Structural Break Estimates for Employed Persons, by Sex and Age.^a

Sex and age	Employment in 2019 (in thousand)	Optimal time-varying hyperparameters		Time-invariant hyperparameters
Sex and age	Employment in 2019 (in thousand)	Parameter estimate	Standard error	Parameter estimate	Standard error
Males aged 15–24	171	−1,608	2,252	−1,925	2,249
Males aged 25–74	1,271	−381	4,025	5,002	3,697
Females aged 15–24	163	8,115	2,143	5,442	2,389
Females aged 25–74	1,119	15,738	3,534	15,788	3,566
Total: aggregate of the four domains	2,724	21,864	6,295	24,307	6,095
Total for those aged 15–24: aggregate of the two sex groups	334	6,507	3,106	324	5,943
Total for those aged 25–74: aggregate of the two sex groups	2,390	15,357	5,311	20,790	5,137
Total for males: aggregate of the two age groups	1,442	−1,989	4,558	3,077	4,327
Total for females: aggregate of the two age groups	1,282	23,853	4,133	21,230	4,292

The period of the analysis is 2006M1-2021M10. The estimated uncertainties for the 2021-redesign level shift parameter estimates measured with the standard error are based on the assumption that $ψ^{1}$ , $ψ^{2}$ , and $ϕ$ are known. Employment in 2019, according to LFS.

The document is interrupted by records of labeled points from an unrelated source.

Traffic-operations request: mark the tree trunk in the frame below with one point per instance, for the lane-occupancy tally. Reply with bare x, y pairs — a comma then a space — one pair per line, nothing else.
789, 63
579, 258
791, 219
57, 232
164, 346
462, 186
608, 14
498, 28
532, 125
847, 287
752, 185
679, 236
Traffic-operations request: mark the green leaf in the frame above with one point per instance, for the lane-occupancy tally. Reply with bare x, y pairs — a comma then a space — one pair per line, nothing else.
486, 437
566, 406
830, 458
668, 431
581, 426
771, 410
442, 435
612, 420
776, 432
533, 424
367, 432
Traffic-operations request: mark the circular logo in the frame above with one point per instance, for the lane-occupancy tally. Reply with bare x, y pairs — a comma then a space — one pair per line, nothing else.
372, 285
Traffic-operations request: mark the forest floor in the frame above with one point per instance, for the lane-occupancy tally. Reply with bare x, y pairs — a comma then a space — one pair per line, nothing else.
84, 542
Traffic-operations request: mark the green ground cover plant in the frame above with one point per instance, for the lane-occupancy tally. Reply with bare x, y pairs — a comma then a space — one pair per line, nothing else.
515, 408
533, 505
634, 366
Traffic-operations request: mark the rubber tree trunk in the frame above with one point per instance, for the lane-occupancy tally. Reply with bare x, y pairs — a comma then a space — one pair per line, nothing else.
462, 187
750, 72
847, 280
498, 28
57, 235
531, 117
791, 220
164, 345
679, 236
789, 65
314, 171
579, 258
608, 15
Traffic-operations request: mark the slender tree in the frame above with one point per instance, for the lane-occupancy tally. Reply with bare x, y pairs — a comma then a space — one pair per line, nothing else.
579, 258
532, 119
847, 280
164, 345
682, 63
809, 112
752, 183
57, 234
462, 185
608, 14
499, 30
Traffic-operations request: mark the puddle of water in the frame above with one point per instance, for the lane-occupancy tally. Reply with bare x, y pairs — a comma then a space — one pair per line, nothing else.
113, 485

When time-varying variances for the disturbances of the slopes are allowed for, the structural break estimates for males are small and insignificant when measured either individually or jointly. The estimates for women are all positive and significant. Thus, our analysis implies that the redesign of the Norwegian LFS led to an increase in measured employment for women.

Table 6 reports estimates of the structural break for unemployment in the four domains. For comparison, we also report a column with the number of unemployed persons in 2019 according to the LFS. When the hyperparameters of the disturbances of the two trend slopes are allowed to be time-varying, the total estimated effect of the structural break on unemployment figures is 5,371. This corresponds to 5.1% of the LFS unemployment in 2019, but just 0.1% of the population. When the hyperparameters related to the slopes are assumed to be time-invariant for all domains, the estimated total effect of the structural break is 7,841 persons, or 7.4% of the LFS unemployment in 2019 (and about 0.2% of the LFS population). The estimates for unemployed females are virtually unaltered by allowing for time-varying hyperparameters. Therefore, the change in the total structural break estimate when allowance is made for time-varying hyperparameters of the slopes is due to the change in the estimates for males. The overall structural break estimate for males is reduced by more than 2,000 persons (from 3,847 to 1,723) when time-varying variances are allowed for the disturbances of the trend slopes.

Table 6.

Structural Break Estimates for Unemployed Persons, by Sex and Age.^a

Sex and age	Unemployment in 2019 (in thousand)	Optimal time-varying hyper-parameters		Time-invariant hyper-parameters
Sex and age	Unemployment in 2019 (in thousand)	Parameter estimate	Standard error	Parameter estimate	Standard error
Males aged 15–24	20	3,275	1,670	4,799	1,475
Males aged 25–74	40	−1,552	2,346	−952	2,198
Females aged 15–24	17	4,940	1,442	5,163	1,342
Females aged 25–74	29	−1,292	1,737	−1,169	1,739
Total: aggregate of the four domains	106	5,371	3,659	7,841	3,440
Total for those aged 15–24: aggregate of the two sex groups	37	8,215	2,206	9,962	1,994
Total for those aged 25–74: aggregate of the two sex groups	69	−2,844	2,919	−2,121	2,803
Total for males: aggregate of the two age groups	60	1,723	2,880	3,847	2,647
Total for females: aggregate of the two age groups	46	3,648	2,258	3,994	2,197

The period of analysis is 2006M1-2021M10. The estimated uncertainties for the 2021-redesign level shift parameter estimates measured with the standard error are based on the assumption that $ψ^{1}$ , $ψ^{2}$ , and $ϕ$ are known. Unemployment in 2019, according to LFS.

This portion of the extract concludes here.